Mais dramaticamente abateram-se os fados sobre Jacinto Borges, admoestado
"por palavras malsoantes"; consideremos, a respeito, dois testemunhos,
ambos de 1731 e tomados na Freguesia de N. Sa. da Conceição de Antonio
Dias.

"Manoel Dias da Costa... disse que sabe pelo ouvir dizer que Jacinto Borges
indo-se-lhe fazer uma execução pelo fisco Real dissera como desesperado que
a lei dos Cristãos não era boa lei mas que ele testemunha não sabe se o
dizia pela nossa Santa Lei se o dizia pelas Leis da Justiça...".
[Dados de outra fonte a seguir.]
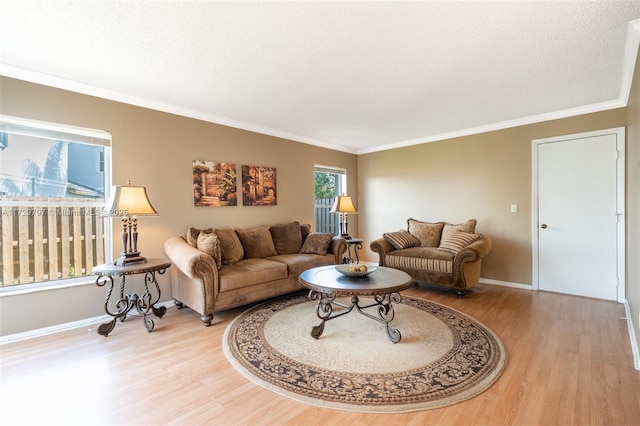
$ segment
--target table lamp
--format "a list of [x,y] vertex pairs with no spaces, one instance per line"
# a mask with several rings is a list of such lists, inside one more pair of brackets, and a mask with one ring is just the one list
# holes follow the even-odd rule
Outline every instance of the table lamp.
[[138,216],[158,216],[153,208],[147,189],[144,186],[112,186],[111,196],[105,205],[110,216],[122,216],[123,251],[114,265],[125,266],[130,263],[146,262],[138,251]]
[[356,210],[356,207],[353,205],[351,197],[347,195],[337,197],[329,212],[338,213],[340,215],[340,236],[345,240],[350,240],[351,237],[347,232],[347,215],[358,214],[358,210]]

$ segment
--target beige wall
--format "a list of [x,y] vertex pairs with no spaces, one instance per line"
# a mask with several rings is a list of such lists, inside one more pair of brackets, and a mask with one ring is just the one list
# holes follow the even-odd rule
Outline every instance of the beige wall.
[[[531,285],[532,140],[626,121],[621,108],[360,155],[360,237],[371,241],[406,228],[409,217],[453,223],[476,218],[477,232],[493,240],[482,278]],[[365,257],[378,260],[370,250]]]
[[[164,241],[189,226],[242,228],[293,220],[312,223],[314,164],[346,169],[352,177],[348,193],[357,195],[353,154],[10,78],[0,78],[0,113],[110,131],[113,183],[131,180],[133,185],[146,186],[160,214],[139,220],[138,248],[146,257],[165,257]],[[194,207],[192,161],[196,159],[235,162],[238,168],[242,164],[275,167],[278,205]],[[350,231],[357,234],[357,226],[352,220]],[[119,234],[117,221],[114,228]],[[114,254],[122,250],[118,238],[114,239]],[[168,277],[160,277],[162,301],[171,297]],[[0,335],[100,316],[104,295],[103,288],[92,284],[0,297]]]
[[[355,156],[145,108],[0,77],[0,113],[111,131],[113,182],[147,187],[158,218],[140,220],[140,249],[163,257],[162,243],[188,226],[253,225],[313,220],[313,165],[348,170],[348,193],[360,214],[350,234],[365,239],[361,258],[377,261],[368,243],[406,219],[478,219],[494,250],[482,278],[530,285],[531,141],[627,126],[627,297],[640,312],[640,66],[628,108]],[[194,159],[276,167],[278,206],[196,208]],[[510,205],[518,204],[518,213]],[[357,219],[355,219],[357,218]],[[119,247],[114,252],[117,254]],[[162,300],[170,299],[168,274]],[[0,336],[102,315],[95,285],[0,297]]]
[[640,346],[640,55],[627,105],[627,300]]

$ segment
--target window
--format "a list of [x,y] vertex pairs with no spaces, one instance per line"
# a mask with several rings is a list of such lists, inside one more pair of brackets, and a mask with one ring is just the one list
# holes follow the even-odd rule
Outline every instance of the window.
[[0,291],[91,275],[110,257],[110,149],[108,132],[0,115]]
[[345,169],[319,166],[314,167],[315,208],[314,222],[316,232],[340,234],[338,215],[329,213],[336,196],[346,193],[347,171]]

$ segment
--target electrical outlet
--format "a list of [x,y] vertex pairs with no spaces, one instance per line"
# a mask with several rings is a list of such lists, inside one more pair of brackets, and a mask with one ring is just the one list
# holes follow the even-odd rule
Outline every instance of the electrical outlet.
[[518,213],[518,205],[511,204],[511,213]]

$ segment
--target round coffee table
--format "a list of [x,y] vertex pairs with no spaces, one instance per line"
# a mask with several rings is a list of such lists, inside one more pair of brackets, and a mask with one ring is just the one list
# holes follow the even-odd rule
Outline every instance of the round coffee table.
[[[392,328],[389,323],[395,315],[393,303],[400,303],[402,300],[400,291],[410,287],[413,282],[409,274],[378,266],[364,277],[347,277],[338,272],[335,265],[331,265],[307,269],[300,274],[299,281],[310,290],[309,299],[318,301],[317,315],[322,322],[311,329],[314,339],[322,335],[325,322],[346,315],[355,308],[362,315],[384,324],[387,336],[393,343],[400,341],[400,331]],[[336,301],[338,296],[351,296],[351,305]],[[364,296],[373,297],[375,303],[361,306],[360,297]],[[346,310],[334,314],[334,305]],[[378,316],[364,311],[372,307],[377,307]]]

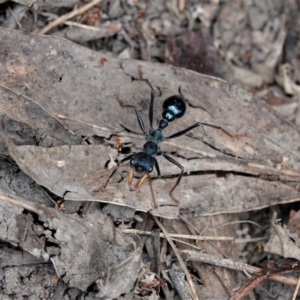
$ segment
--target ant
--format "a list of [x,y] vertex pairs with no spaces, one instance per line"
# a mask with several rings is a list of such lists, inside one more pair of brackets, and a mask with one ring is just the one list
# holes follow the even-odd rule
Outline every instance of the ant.
[[[130,162],[129,162],[130,172],[129,172],[129,176],[128,176],[128,185],[129,185],[130,189],[131,190],[139,189],[141,187],[141,185],[143,184],[143,182],[145,181],[145,179],[148,178],[149,183],[150,183],[150,188],[151,188],[152,199],[153,199],[155,207],[157,207],[153,189],[152,189],[151,177],[149,175],[153,171],[153,167],[155,167],[158,177],[161,177],[159,165],[158,165],[158,162],[157,162],[155,156],[158,156],[158,155],[163,156],[166,160],[168,160],[170,163],[176,165],[181,170],[176,183],[174,184],[174,186],[171,188],[171,190],[169,192],[171,199],[177,204],[179,203],[179,200],[177,200],[173,196],[173,192],[176,189],[176,187],[179,185],[180,180],[184,173],[183,166],[179,162],[177,162],[175,159],[173,159],[172,157],[170,157],[169,155],[167,155],[165,152],[163,152],[161,150],[161,148],[160,148],[161,142],[182,136],[185,133],[189,132],[190,130],[192,130],[195,127],[198,127],[200,125],[205,125],[205,126],[213,127],[216,129],[221,129],[225,133],[229,134],[230,136],[232,136],[232,135],[220,126],[207,124],[207,123],[203,123],[203,122],[197,122],[194,125],[186,128],[184,130],[181,130],[177,133],[174,133],[170,136],[164,136],[163,130],[169,125],[169,123],[174,121],[175,119],[181,118],[185,114],[186,101],[185,101],[184,97],[181,95],[173,95],[173,96],[168,97],[162,105],[162,107],[163,107],[162,119],[159,120],[159,122],[158,122],[158,128],[153,129],[154,97],[155,97],[155,92],[154,92],[154,89],[151,87],[151,98],[150,98],[149,115],[148,115],[150,130],[149,130],[148,134],[145,130],[144,121],[141,117],[140,112],[138,111],[138,109],[136,107],[134,107],[134,111],[135,111],[139,126],[146,138],[146,143],[143,145],[143,150],[141,152],[132,153],[132,154],[126,156],[125,158],[121,159],[117,163],[117,166],[115,167],[113,172],[110,174],[105,185],[102,187],[102,190],[104,190],[107,187],[110,179],[115,174],[118,166],[121,165],[122,163],[124,163],[125,161],[130,160]],[[132,183],[134,171],[142,174],[142,177],[140,177],[140,179],[138,180],[135,188],[132,188],[131,183]]]

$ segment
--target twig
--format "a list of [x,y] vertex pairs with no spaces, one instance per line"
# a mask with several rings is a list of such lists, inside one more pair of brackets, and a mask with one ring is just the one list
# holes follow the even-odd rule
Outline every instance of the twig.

"Manuel Álvares Ferreira... disse que sabe pelo ver que Jacinto Borges
vendo-se perseguido e avexado da Justiça entrou em desesperação e se quis
enforcar e não o fez por lho impedirem seus vizinhos e desse tempo até o
presente ficou por modo de alienado dos sentidos e algumas vezes não ouve
missa e é pouco devoto...".

Problemática muito distinta compõe e testemunho de Antônio Pinto de
Miranda, solteiro, lisboeta, boticário e com vinte e quatro anos: "...sabe
pelo ouvir dizer a Manoel de Figueiredo que Florência do Bonsucesso usa de
feitiçarias para provocar alguns homens a usarem mal dela e que para este
efeito tem uma criança mirrada em casa da qual tira carne seca e reduz a pó
para com ele fazer suas feitiçarias e assim mais ouviu dizer ao dito
Figueiredo que a dita cúmplice o convidara para ir com ele a certas
encruzilhadas de caminhos desertos a fazer nelas os feitiços de que usa:
mas que o dito Figueiredo não fora por ter medo, e declarou mais que a dita
cúmplice levava às encruzilhadas carvões e invocava o demônio lançando os
carvões pelo caminho e que deste fato resultava vir o homem que ela queria
logo de manhã bater-lhe à porta e dar-lhe o dito o que ela lhe pedia como
também desonestar-se com ela, e assim mais declarou ele testemunha
vagamente que desaparecendo uma pedra do Adro da Igreja do Ouro Preto a
dita cúmplice a tinha furtado per si ou por pessoa sua confidente para se
valer dela para seus malefícios...". (4)

Este painel ficaria incompleto se não apreciássemos os documentos relativos
à lavratura de termos dos culpados da visita. Nesses livros registravam-se,
para a maior parte dos casos, os efeitos finais de cada visitação. Vejamos,
pois, alguns exemplos.

"1o. termo em forma que fez Domingas preta Angola escrava culpada com David
Ferreira Braga seu Senhor. Aos vinte e um dias do mês de janeiro de 1734
anos nesta freguesia de N. Sa. da Conceição de Antônio Dias, aonde estava
pousado o muito Reverendo Senhor Doutor Manoel da Roza Coutinho visitador
da dita freguesia apareceu presente Domingas preta Angola solteira
notificada a sua ordem para satisfação da culpa que lhe resultou na devassa
da visita desta freguesia; a qual o dito Sr. admoestou em primeiro lapso de
Concubinato na forma do Sagrado Concílio Tridentino; que de todo se aparte
da ilícita comunicação, que tem com David Ferreira Braga seu Senhor, e não
converse, ou trate mais com ele em público, ou secreto, nem entre em casa
dele, nem o consinta na sua, nem lhe mande dádivas presentes ou recados e
faça de todo cessar o escândalo do seu pecado, considerando as gravíssimas
ofensas que na continuação dele faz a Deus Nosso Senhor, e o manifesto
perigo a que expõe a sua salvação perseverando em tão miserável estado com
cominação de ser com maior rigor castigada e censurada, e por ela foi dito
que fazia a culpa judicial, aceitava a admoestação e prometia a emenda. Foi
condenada em três mil réis para a Bula, Meirinho, Sé, ou despesas da
justiça de que tudo se fez este termo que assinou com o muito Reverendo
Doutor Visitador eu o Padre Nunes Secretário da Visita que o escrevi".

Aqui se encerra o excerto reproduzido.